There is an abundance of ways to tour Gettysburg National Military Park. Each place takes visitors to unique vantage points and provides different perspectives of the three-day battle throughout the 6,000-acre park.
But often it’s the pace that can make the biggest difference, and that’s no more noticeable than by tackling the hallowed grounds by foot. While there are trails at Gettysburg National Military Park that some would consider a good hike, much of the battlefield’s pedestrians pathways are more in line with walking than hiking.
Touring the battlefield by foot not only gives travelers an up-close look at where history happened, the monuments, farms and cannon, but nature as well.
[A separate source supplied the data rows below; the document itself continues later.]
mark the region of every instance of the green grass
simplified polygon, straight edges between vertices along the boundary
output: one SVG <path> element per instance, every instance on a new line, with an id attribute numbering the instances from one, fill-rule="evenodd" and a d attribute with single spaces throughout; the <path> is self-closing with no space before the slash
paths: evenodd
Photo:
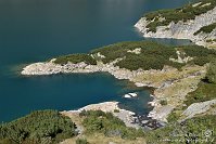
<path id="1" fill-rule="evenodd" d="M 128 128 L 111 113 L 89 110 L 80 114 L 87 134 L 103 133 L 105 136 L 120 136 L 122 139 L 136 140 L 144 135 L 142 130 Z"/>
<path id="2" fill-rule="evenodd" d="M 141 49 L 140 54 L 127 52 L 136 48 Z M 213 57 L 216 57 L 216 52 L 214 50 L 208 50 L 199 45 L 183 45 L 178 47 L 177 50 L 186 52 L 187 56 L 194 57 L 190 64 L 200 66 L 209 63 Z M 105 56 L 105 58 L 100 60 L 103 63 L 110 63 L 120 57 L 123 60 L 115 65 L 130 70 L 137 70 L 139 68 L 144 70 L 163 69 L 164 65 L 181 68 L 186 65 L 169 61 L 169 57 L 177 57 L 174 47 L 152 41 L 119 42 L 93 50 L 91 54 L 97 54 L 98 52 Z"/>
<path id="3" fill-rule="evenodd" d="M 55 144 L 74 135 L 75 125 L 56 110 L 34 112 L 0 125 L 0 144 Z"/>
<path id="4" fill-rule="evenodd" d="M 129 50 L 141 49 L 140 54 L 130 53 Z M 182 45 L 182 47 L 171 47 L 160 44 L 153 41 L 126 41 L 110 44 L 91 51 L 89 54 L 71 54 L 59 56 L 54 63 L 66 64 L 67 62 L 80 63 L 96 65 L 97 61 L 102 61 L 104 64 L 115 61 L 116 58 L 122 58 L 115 64 L 120 68 L 126 68 L 129 70 L 137 70 L 142 68 L 144 70 L 149 69 L 163 69 L 164 65 L 169 65 L 180 69 L 186 64 L 176 63 L 169 61 L 170 57 L 177 58 L 176 50 L 183 51 L 187 56 L 193 57 L 189 64 L 203 66 L 209 63 L 214 57 L 216 57 L 216 51 L 208 50 L 199 45 Z M 104 55 L 101 58 L 98 53 Z M 91 56 L 93 55 L 93 57 Z"/>
<path id="5" fill-rule="evenodd" d="M 198 89 L 187 95 L 185 102 L 188 106 L 193 103 L 216 99 L 216 84 L 201 81 Z"/>
<path id="6" fill-rule="evenodd" d="M 215 0 L 201 0 L 201 2 L 202 4 L 198 6 L 192 6 L 194 3 L 189 3 L 179 9 L 160 10 L 145 14 L 144 17 L 147 17 L 148 21 L 154 19 L 149 25 L 147 25 L 147 28 L 149 28 L 148 31 L 156 32 L 156 27 L 167 26 L 171 22 L 178 23 L 179 21 L 187 22 L 188 19 L 194 19 L 196 15 L 206 13 L 207 11 L 213 10 L 216 5 Z M 206 6 L 201 6 L 205 3 L 212 3 L 212 4 Z M 160 17 L 164 17 L 165 21 L 160 21 Z"/>
<path id="7" fill-rule="evenodd" d="M 214 144 L 216 142 L 215 128 L 215 116 L 206 115 L 188 119 L 181 125 L 173 122 L 165 128 L 150 131 L 145 139 L 148 144 L 187 144 L 187 140 L 190 140 L 190 144 Z M 202 141 L 206 140 L 205 132 L 207 131 L 209 131 L 208 141 Z M 214 141 L 211 142 L 212 140 Z"/>
<path id="8" fill-rule="evenodd" d="M 54 61 L 55 64 L 66 64 L 67 62 L 77 64 L 80 62 L 85 62 L 86 64 L 96 65 L 97 62 L 88 54 L 69 54 L 56 57 Z"/>
<path id="9" fill-rule="evenodd" d="M 216 28 L 216 23 L 202 27 L 196 32 L 194 32 L 194 35 L 199 35 L 200 32 L 211 34 L 215 28 Z"/>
The park is a great place to spot wildlife of all sorts including birds, foxes, reptiles, amphibians and insects.
While it’s not uncommon to see buses, bicycles and automobiles all leaving the Gettysburg National Military Park Museum & Visitor Center for tours of the battlefield, it’s also a great place to grab your backpack*, fill up a water bottle and check out the park on your own two legs.
Directly across from the Visitor Center, pedestrians can head out and explore Cemetery Ridge, home of the Union Army’s encampment and battle lines during the second and third day of fighting in July 1863. One paved path leads north and takes visitors directly to the headquarters of Union Gen. George Meade, the Highwater Mark of the Confederacy as well as Soldiers’ National Cemetery, which has a great walking loop of its own, past the Lincoln Speech Memorial, Soldiers’ National Monument and other Union memorials and graves.
Another path ventures south and brings pedestrians to the middle of the Union stronghold with such stops as the Pennsylvania Memorial and Little Round Top, all using paved walkways and park roads. Along the way, you’ll pass by the Father Corby Monument, Weikert Farmhouse and the line of Union cannon marking the spot of the fierce fighting on July 3, 1863.
The Big Round Top trail is probably the most established on our list, and visitors often feel like they’ve been treated to something special when they’ve reached the summit, the highest point on the Gettysburg battlefield. The walk is short, but is a bit of a climb. At the top, there are five monuments, including one to the famous 20th Maine.
Cemetery Ridge was in the throes of battle on July 3, 1863, as Pickett’s Charge unfolded from the onslaught of Confederate soldiers marching nearly a mile from a westward ridgeline home to the southern army. Visitors can walk (or march) that same mile today by using a grass-mowed pathway from the Highwater Mark to the feet of Gen. Robert E. Lee and the Virginia Memorial on Seminary Ridge. There’s no better way to get a feel for that fateful day than to walk that mile, but you’ll need to imagine the extra 30-40 pounds on your back and the barrage of enemy fire.
Seminary Ridge, itself, provides a great, often shaded backdrop, for walking the battlefield. Along Confederate Avenue, walkers will get some great views of some of the battlefield’s most beautifully sculpted monuments, as well as a glimpse of the Spangler farmhouse and perhaps a horseback tour or two passing by. The monuments are more sparse along Confederate Avenue, but the walk is nice and there are plenty of places to take a rest under a shade tree.
East Cavalry Field, removed by a few miles from the rest of Gettysburg National Military Park, is vast and sometimes sparse, but several of the monuments to this battle are tucked into wooded areas that can only be appreciated on foot. By car, East Cavalry Field is a vast farm with a few monuments rising up from the fields, but a walk through this often-forgotten-about battlefield will give you a whole new perspective.
If you’re looking for a few more adventurous hikes, do what the Boy Scouts do, take the Johnny Reb or Billy Yank trails. These 4.2 and 10.3-mile hikes, respectively, offer a comprehensive look at Gettysburg’s history. Stop by the Visitor Center first for a guidebook on both trails and follow the instructions, step-by-step, for a glimpse of monuments, army headquarters, farms and other points of interest.
Regardless of when you decide to lace up your boots and take a hike or a long walk at Gettysburg National Military Park, be sure to apply insect repellant, stay hydrated and wear comfortable shoes and clothing. With an abundance of monuments and other points of interest, it won’t be long before you’ve gone farther than you’ve planned.
Gettysburg National Military Park continues to add trails and walking paths to the park, with plans in the future to link more Civil War-era farms with key sections of the Gettysburg battlefield. In recent years, paths connecting the visitor center with Cemetery Ridge, a pedestrian walkway up the backside of Little Round Top, and a sidewalk linking Soldiers’ National Cemetery with the town of Gettysburg, have all helped visitors navigate these hallowed grounds on foot. The National Park Service offers some great tips to help you safely plan your visit.
*Please note that due to the events of 9/11/01, Gettysburg National Military Park Museum & Visitor Center no longer allows daypacks, backpacks or containers larger than 12″ by 12″ into the Museum & Visitor Center.